When her day of reckoning arrived, she’d purchased enough heroin from her violent, drug-dealing ex-boyfriend to do what was necessary. I closed my eyes and listened intently to the sounds of her feet shuffling along bare floorboards she couldn’t afford to carpet, her curtains being drawn, the bedroom door quietly closing and her body stretching out upon her bed. I heard the flame from a cigarette lighter and imagined it heating up the metal spoon. I pictured the barrel of a syringe drawing up the dirty liquid and Chantelle tapping at her arms and legs, trying to raise a vein that hadn’t already collapsed under the weight of her weak will.
‘You’ll find my kids when they’re older and tell them I did this because I loved them, won’t you?’ she asked.
‘Of course I will,’ I lied. ‘Just keep reminding yourself that you’ve explored every other avenue, but this is the only route that makes sense. You are moving on and allowing everyone else you love to do the same. And I admire that so much.’
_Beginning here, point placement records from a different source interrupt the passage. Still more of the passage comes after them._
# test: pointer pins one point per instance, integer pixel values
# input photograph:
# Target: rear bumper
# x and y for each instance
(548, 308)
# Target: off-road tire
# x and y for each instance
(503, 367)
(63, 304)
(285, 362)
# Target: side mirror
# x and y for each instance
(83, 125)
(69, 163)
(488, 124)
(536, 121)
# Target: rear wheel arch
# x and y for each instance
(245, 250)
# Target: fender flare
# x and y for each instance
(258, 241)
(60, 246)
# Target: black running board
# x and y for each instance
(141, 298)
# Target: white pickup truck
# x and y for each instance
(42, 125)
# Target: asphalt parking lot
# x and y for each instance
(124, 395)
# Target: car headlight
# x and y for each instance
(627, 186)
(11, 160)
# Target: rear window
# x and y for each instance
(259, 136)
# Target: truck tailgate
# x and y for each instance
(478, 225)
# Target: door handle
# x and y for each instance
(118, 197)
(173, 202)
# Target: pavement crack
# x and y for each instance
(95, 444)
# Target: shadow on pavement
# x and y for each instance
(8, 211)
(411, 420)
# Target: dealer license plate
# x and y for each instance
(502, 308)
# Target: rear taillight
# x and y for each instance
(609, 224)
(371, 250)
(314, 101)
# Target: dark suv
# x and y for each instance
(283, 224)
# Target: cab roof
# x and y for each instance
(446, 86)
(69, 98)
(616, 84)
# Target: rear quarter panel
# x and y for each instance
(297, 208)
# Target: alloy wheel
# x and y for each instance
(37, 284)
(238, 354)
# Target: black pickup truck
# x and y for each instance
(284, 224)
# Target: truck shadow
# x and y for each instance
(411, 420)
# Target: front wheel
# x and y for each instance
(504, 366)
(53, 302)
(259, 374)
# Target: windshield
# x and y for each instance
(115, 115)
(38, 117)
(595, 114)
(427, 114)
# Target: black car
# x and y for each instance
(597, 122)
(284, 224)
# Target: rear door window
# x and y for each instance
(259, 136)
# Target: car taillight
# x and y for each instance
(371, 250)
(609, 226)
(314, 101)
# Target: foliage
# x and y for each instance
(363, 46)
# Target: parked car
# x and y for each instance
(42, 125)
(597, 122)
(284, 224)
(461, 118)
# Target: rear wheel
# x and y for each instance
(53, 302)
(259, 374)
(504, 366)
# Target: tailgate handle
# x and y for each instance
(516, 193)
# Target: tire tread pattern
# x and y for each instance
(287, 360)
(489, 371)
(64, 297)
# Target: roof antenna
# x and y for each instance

Within moments, the needle had penetrated her skin and I listened with blissful satisfaction right until her final breath. That’s the one sound that matters to me above all others . . . that one precious moment when someone breathes their last then slips away. People in pain like Chantelle place themselves in my hands because I understand them better than anyone else in the world can. I know more about what they need than their brothers, sisters, parents, spouses, best friends or children. I understand them because I know what’s best for them. If they place their trust in me, I’ll reward them by going to the ends of the earth to help them. I’ll alleviate their suffering. I’ll bring all that is bad in their lives to an end. I will save them from themselves. That is what I am: a saviour of lost souls.